Spicknell said he thought about how some people have wheelchairs in their garage that they don't need anymore and how it would be great to get those wheelchairs to veterans who don't qualify through the VA, but could still use them.

"I kept thinking about it, and I decided I could do it," Spicknell said.

So Spicknell started the Shining Star program to find wheelchairs and scooters, recruited Charles Butkewicz to help him refurbish them, and donned his Santa hat to deliver about 30 wheelchairs and scooters in the past two and a half years to veterans around the state.
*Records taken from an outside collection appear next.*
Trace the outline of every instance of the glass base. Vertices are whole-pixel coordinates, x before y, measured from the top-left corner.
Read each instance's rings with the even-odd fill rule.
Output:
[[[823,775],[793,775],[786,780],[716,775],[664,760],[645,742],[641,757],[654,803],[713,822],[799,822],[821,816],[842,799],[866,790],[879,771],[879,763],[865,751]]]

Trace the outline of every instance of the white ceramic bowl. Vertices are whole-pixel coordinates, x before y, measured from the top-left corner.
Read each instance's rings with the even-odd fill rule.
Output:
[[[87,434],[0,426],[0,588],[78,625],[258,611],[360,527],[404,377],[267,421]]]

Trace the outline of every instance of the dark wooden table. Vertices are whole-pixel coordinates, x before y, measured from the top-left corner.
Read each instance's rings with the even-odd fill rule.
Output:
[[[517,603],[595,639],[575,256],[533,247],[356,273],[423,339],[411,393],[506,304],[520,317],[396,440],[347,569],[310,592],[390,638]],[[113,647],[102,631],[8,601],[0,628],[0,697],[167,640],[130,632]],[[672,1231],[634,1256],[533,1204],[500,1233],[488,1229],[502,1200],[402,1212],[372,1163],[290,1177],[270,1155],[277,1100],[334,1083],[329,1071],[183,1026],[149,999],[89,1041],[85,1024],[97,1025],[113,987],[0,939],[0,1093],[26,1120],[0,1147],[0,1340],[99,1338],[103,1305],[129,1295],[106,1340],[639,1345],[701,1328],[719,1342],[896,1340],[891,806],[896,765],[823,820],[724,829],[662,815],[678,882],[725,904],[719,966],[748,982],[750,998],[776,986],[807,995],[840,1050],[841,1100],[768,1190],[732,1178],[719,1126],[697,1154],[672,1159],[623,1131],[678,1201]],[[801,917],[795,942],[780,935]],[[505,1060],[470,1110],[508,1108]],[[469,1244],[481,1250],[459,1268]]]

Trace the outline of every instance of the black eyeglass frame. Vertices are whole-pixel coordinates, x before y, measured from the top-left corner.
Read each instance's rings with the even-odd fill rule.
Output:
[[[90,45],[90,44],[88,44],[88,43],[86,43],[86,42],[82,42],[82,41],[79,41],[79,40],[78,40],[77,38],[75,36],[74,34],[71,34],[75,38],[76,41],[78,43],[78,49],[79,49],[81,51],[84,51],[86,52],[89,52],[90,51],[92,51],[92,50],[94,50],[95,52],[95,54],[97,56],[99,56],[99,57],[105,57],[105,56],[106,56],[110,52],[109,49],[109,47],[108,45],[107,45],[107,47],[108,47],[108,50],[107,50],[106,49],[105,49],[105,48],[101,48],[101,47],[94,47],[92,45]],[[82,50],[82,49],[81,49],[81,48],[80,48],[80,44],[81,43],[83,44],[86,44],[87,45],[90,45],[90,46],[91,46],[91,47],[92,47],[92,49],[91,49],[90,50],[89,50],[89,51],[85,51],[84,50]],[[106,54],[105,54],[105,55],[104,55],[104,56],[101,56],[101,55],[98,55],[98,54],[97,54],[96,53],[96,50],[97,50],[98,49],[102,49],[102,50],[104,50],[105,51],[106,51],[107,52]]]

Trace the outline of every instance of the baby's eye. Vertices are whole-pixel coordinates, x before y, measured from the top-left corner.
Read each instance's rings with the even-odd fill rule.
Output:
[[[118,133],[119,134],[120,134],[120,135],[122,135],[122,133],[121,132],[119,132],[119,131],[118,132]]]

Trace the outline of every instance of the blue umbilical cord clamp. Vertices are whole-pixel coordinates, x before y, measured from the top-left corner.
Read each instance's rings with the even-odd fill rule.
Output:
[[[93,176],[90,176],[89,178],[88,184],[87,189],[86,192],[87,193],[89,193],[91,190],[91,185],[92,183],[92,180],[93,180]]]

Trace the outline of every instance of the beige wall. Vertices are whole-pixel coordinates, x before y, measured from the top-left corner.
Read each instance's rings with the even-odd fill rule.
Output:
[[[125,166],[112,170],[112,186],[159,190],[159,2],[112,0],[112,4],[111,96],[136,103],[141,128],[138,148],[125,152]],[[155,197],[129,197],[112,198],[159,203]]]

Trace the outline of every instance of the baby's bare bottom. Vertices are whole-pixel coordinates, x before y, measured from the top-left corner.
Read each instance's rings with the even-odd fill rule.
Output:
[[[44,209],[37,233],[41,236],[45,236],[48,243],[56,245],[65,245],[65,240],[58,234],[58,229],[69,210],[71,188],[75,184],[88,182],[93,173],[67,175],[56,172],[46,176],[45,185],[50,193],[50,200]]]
Butkewicz said if a wheelchair or scooter needs a new seat or tires they take care of it, and they also install a new battery that they guarantee for a year.

"We get a great deal of support from a number of people and companies in Prescott, Prescott Valley, and Chino Valley who help us refurbish the wheelchairs and scooters," Butkewicz said.

Spicknell said while he is always looking for wheelchairs and scooters, he also hopes that veterans who could use them would contact him by e-mail at dennis1_star@yahoo.ca. He said people who are interested in donating to the battery fund should contact Budget Batteries in Prescott at (928) 445-2449.

Spicknell said he also appreciates that the Prescott Chapter 608 of the Military Order of the Purple Heart pays for gas to deliver the wheelchairs and scooters to veterans around the state.

The first time Spicknell delivered an electric wheelchair to a veteran he went up to the Navajo reservation and learned the man was in a rehabilitation facility in Phoenix.

So he drove there, put on his Santa hat and asked the veteran if he believed in Santa.

Maybe, the veteran told Spicknell.

"Well after this you're going to believe in Santa Claus," Spicknell said.

When the veteran saw the wheelchair, he told Spicknell he couldn't afford it. Spicknell told him he could, because it was free.

"I told him my eight reindeer and I want you to have this chair," Spicknell said.

Then Spicknell showed him how to work the controls and speed on the wheelchair.

"He was so happy as he drove his new chair around the cul-de-sac," Spicknell said.